= Josefina Deland =

Swedish feminist and writer

Josefina (Josephine) Deland (Stockholm, 1 October 1814 – Paris, 8 March 1890), was a Swedish feminist, writer and French teacher. She founded Svenska lärarinnors pensionsförening (Society for Retired Female Teachers), where she served as chairperson from its foundation in 1855 to 1859.

==Life==
Deland was the daughter of the ballet dancer Louis Deland and the actress Maria Deland. Her father was partially French speaking, and she herself visited France during her upbringing, and was a French teacher in Stockholm in the 1840s and -50s. She published a book about the French language in 1839.

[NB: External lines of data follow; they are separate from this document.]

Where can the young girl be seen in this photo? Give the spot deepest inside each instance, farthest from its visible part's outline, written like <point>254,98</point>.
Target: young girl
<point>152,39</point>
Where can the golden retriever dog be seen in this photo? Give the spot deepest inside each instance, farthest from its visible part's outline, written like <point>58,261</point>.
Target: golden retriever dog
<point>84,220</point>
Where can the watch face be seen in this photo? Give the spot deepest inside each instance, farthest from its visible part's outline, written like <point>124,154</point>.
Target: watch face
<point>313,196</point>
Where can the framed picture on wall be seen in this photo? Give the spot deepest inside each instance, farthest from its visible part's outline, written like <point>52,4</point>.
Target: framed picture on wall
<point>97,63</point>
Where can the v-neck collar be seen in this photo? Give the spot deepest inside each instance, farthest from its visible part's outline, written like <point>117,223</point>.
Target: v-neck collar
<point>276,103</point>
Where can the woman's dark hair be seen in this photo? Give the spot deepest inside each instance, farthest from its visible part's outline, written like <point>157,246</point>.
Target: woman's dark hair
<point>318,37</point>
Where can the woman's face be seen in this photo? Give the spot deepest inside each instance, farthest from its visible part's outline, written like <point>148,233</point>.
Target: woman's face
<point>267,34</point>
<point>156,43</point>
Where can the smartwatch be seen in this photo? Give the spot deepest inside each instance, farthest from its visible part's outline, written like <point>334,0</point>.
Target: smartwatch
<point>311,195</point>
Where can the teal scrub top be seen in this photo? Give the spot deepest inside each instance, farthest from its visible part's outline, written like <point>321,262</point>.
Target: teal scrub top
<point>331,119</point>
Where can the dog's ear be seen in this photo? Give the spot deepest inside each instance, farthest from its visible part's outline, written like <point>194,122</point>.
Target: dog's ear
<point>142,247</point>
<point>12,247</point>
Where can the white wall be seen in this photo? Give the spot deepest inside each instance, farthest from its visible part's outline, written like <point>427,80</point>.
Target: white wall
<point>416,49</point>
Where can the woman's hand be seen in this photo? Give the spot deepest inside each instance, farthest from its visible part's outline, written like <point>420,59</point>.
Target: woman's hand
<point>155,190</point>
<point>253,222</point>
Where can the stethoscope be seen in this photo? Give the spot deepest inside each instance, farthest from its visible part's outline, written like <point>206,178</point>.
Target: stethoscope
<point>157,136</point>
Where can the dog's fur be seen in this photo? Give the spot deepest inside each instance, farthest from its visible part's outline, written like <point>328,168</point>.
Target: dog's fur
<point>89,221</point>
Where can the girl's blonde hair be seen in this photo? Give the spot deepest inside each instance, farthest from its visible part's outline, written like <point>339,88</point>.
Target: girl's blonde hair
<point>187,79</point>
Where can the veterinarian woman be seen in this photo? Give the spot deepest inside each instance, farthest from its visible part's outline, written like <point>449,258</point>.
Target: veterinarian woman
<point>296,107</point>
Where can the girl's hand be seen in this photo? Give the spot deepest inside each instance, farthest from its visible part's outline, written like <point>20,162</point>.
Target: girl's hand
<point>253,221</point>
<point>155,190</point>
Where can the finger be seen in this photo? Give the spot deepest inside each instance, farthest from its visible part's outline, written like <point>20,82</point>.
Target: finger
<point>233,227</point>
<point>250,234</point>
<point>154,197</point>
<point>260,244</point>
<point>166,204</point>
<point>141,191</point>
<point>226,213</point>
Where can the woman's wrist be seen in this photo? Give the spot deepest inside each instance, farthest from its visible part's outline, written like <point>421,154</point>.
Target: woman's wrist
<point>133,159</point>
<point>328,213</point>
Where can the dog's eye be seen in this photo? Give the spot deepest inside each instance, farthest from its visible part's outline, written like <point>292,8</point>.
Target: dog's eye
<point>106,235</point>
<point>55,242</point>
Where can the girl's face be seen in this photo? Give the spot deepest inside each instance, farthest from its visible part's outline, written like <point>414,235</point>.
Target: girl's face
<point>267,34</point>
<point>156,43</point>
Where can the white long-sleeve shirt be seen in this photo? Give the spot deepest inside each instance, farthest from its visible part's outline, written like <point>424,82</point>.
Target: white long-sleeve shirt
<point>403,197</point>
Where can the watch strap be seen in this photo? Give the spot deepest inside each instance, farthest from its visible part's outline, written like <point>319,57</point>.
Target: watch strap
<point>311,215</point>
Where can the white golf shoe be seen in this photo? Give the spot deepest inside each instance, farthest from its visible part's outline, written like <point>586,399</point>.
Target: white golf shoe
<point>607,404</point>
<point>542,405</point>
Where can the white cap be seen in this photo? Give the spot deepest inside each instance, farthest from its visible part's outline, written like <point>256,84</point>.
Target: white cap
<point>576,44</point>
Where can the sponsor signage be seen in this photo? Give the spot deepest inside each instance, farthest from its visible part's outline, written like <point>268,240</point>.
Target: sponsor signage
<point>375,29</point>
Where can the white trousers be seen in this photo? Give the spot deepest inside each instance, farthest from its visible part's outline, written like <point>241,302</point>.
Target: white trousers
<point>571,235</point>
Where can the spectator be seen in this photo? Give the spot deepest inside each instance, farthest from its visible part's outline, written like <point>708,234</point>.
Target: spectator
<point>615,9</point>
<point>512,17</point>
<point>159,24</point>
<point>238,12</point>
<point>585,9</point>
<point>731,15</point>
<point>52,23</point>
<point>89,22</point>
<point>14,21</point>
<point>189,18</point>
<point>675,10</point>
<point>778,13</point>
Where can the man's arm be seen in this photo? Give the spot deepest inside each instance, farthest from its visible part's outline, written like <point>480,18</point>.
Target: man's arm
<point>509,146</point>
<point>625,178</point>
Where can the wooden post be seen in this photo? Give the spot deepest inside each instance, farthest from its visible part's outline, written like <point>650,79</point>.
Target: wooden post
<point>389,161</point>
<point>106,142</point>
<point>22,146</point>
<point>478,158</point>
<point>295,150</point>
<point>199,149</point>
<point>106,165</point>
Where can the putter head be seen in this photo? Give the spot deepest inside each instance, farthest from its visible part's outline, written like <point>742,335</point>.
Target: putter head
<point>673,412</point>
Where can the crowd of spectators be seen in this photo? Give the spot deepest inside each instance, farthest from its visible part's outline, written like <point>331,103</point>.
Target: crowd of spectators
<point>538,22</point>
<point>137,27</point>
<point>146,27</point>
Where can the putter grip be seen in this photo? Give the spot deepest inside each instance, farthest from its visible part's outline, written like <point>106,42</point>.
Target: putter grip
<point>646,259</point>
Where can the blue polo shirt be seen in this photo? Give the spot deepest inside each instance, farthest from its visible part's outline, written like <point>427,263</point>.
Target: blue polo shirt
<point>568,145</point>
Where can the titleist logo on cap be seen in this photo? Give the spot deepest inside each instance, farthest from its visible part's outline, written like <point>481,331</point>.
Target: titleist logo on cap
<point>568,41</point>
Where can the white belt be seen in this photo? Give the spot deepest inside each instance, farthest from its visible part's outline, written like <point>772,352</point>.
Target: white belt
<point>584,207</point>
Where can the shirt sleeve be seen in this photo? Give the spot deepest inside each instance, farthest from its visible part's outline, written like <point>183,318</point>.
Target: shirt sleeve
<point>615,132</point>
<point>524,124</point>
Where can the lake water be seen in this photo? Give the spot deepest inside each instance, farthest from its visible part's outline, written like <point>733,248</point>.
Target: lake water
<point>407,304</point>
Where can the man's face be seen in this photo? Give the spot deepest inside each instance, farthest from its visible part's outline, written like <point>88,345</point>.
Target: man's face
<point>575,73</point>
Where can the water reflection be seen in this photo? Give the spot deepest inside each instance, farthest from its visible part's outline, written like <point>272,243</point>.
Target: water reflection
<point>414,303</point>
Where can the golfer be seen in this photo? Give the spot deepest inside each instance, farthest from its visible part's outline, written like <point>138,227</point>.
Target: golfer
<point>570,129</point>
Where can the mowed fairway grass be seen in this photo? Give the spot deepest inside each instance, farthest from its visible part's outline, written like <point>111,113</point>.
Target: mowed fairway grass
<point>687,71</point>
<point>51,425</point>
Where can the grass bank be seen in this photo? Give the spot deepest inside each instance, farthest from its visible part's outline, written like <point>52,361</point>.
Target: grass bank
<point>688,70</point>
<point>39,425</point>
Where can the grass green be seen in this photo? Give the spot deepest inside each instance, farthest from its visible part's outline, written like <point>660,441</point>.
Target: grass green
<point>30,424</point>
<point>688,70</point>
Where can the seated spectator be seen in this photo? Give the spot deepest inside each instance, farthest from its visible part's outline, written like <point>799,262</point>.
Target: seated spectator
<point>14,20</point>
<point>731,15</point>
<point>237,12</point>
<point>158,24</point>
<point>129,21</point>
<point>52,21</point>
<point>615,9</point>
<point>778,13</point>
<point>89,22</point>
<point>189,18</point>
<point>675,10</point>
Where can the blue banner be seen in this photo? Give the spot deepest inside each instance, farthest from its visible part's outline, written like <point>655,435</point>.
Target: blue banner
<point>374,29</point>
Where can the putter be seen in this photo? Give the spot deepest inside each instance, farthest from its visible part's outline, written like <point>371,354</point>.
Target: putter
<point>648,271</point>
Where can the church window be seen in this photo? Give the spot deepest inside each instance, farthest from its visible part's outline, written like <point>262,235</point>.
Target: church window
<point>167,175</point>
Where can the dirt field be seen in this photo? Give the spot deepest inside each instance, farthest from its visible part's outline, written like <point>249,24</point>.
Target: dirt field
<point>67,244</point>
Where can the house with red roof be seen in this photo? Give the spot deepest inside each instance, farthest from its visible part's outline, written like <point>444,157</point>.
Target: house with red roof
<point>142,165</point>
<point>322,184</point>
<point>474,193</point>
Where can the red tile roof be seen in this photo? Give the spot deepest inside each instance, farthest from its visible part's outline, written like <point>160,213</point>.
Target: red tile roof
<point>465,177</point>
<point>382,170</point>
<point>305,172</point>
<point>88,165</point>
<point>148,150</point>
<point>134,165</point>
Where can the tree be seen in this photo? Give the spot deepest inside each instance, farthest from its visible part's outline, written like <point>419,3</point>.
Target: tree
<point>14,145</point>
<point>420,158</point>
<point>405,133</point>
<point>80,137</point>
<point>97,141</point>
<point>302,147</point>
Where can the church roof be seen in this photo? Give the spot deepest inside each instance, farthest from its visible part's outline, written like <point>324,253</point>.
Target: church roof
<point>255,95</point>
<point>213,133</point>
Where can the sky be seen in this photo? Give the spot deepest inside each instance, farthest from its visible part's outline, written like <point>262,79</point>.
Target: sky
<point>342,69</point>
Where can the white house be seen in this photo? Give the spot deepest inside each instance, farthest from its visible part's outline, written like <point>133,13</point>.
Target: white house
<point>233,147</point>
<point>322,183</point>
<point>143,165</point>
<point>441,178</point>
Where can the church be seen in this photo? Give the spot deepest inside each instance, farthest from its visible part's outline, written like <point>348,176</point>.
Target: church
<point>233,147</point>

Deland was a feminist, and became a pioneer as a women's rights activist in Sweden at a point when no women's movement was organized in Sweden, apart from the isolated example of Sophie Sager. In 1852, she raised a public debate about the fact that the state did not provide any pension for retired female teachers and governesses, who consequently often ended up at the poor house after retirement. In 1855, the stately retirement fund Svenska lärarinnors pensionsförening was created thanks to her efforts. Her initial demand that the society was to be organised by women, as well as what was perceived as her "aggressive" behavior, was ridiculed by the media, and the debate was long remembered with her words: "No Gentlemen! No Gentlemen!". She was described by a contemporary as a: "Voluptuously curvy shaped lady, whose masculine behavior would have made a revolting impression, had it not been softened somewhat by the golden shine of her hair and the bright play of her eyes".

In 1859, Deland left Sweden for France. She was succeeded as chairperson of the Svenska lärarinnors pensionsförening by Sofia Ahlbom.

The same year, a comedy play by August Säfström with the title Mamsell Garibaldi eller Inga herrar, inga herrar! (Mamsell Garibaldi or No Gentlemen! No Gentlemen!) had its premier at the Humlegård Theater in Stockholm, caricaturing Josefina Deland.